Eine tote Stadt. 1920 setzte Korngold, das “Wunderkind der Komposition”, den Auftakt zu einem großen Welterfolg. Und auch dreißig Jahre zuvor hatte Bruges-la-Morte, die Romanvorlage des belgischen Schriftstellers Georges Rodenbach, bei reichlichem Applaus einen wichtigen Beitrag zur internationalen Etablierung des Symbolismus leisten können. Diese zur Jahrhundertwende noch junge Kunstform zielte nicht darauf ab, das Publikum mit einer bekömmlichen Erzähl- und Darstellungsweise zu erfreuen, sondern forderte anhand einer Skulptur von Andeutungen zur eigenständigen Erkenntnis auf. Anders verhält es sich bei jenen Schülerinnen und Schülern, die Anfang 2009 losgeschickt wurden, um sich auf eine ganz besondere Spurensuche zu begeben. Dabei stand nicht die Erkenntnis als Ansporn zur individuellen Nachdenkleistung im Vordergrund, ganz im Gegenteil. “Kulturerbe. Tradition mit Zukunft” lautete bereits zum fünften Mal die hermeneutische Vorgabe der Schulaktion, einer gemeinsamen Initiative des Bundesministeriums für Unterricht, Kunst und Kultur, der Österreichischen UNESCO-Kommission sowie des Bundesdenkmalamts. Wer also, wie in der Ausschreibung zu lesen war, der “Bedeutung und Erhaltungswürdigkeit des kulturellen Erbes” mit kreativen Projekten zu innovativer Sichtbarkeit verhelfen konnte, wurde letztlich mit einem Preis bedacht.

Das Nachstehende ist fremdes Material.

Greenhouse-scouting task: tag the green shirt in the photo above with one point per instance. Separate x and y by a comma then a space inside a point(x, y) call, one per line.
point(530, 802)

Was am Ende dabei sichtbar wurde, ist hier nicht von Interesse. Viel eher muss ein Trend Beachtung finden, der in dieser Vermittlungsoffensive zur materiellen und immateriellen Denkmalpflege zum Ausdruck kommt. Was genau wird damit bezweckt, kulturelle Überlieferung wie einen verbindlichen Imperativ von Generation auf Generation zu übertragen? Warum glorifizieren Bildungseinrichtungen, deren Aufgabe es ist, die Heranwachsenden mit einem intellektuellen, vor allem aber reflexiven Rüstzeug für die Zukunft zu versehen, die Hinterlassenschaften der Vergangenheit? Seit geraumer Zeit durchläuft eine wachsende Anzahl europäischer Städte einen Fitness-Parcours, um, wie in den Handbüchern des neuen städtischen Managements zu lesen ist, die outstanding cultural performance zu verbessern. Beim Drang nach kultureller Profilierung ist ihnen jedoch nicht daran gelegen, der kulturellen Vielfalt, die sich als Resultat von Globalisierung und Migration in das Gefüge von urbanen Gesellschaften eingeschrieben hat, mit adäquaten Maßnahmen gerecht zu werden. Den Visionspapieren der Kommunalverwaltungen ist wenig zu entnehmen, dass die Zugezogenen – ihrem Anteil an der Gesamtbevölkerung entsprechend – bei der architektonischen Gestaltung ihrer Lebensmittelpunkte zu involvieren sind. Ebenso wenig wird berücksichtigt, dass globale Veränderungen, die sich im heterogenen Mikrokosmos der Städte widerspiegeln, auch Beteiligungsmöglichkeiten an der Gestaltung schulischer Rahmenbedingungen sowie eine selbstbestimmte Aneignung von öffentlichem Raum und Medien erfordern.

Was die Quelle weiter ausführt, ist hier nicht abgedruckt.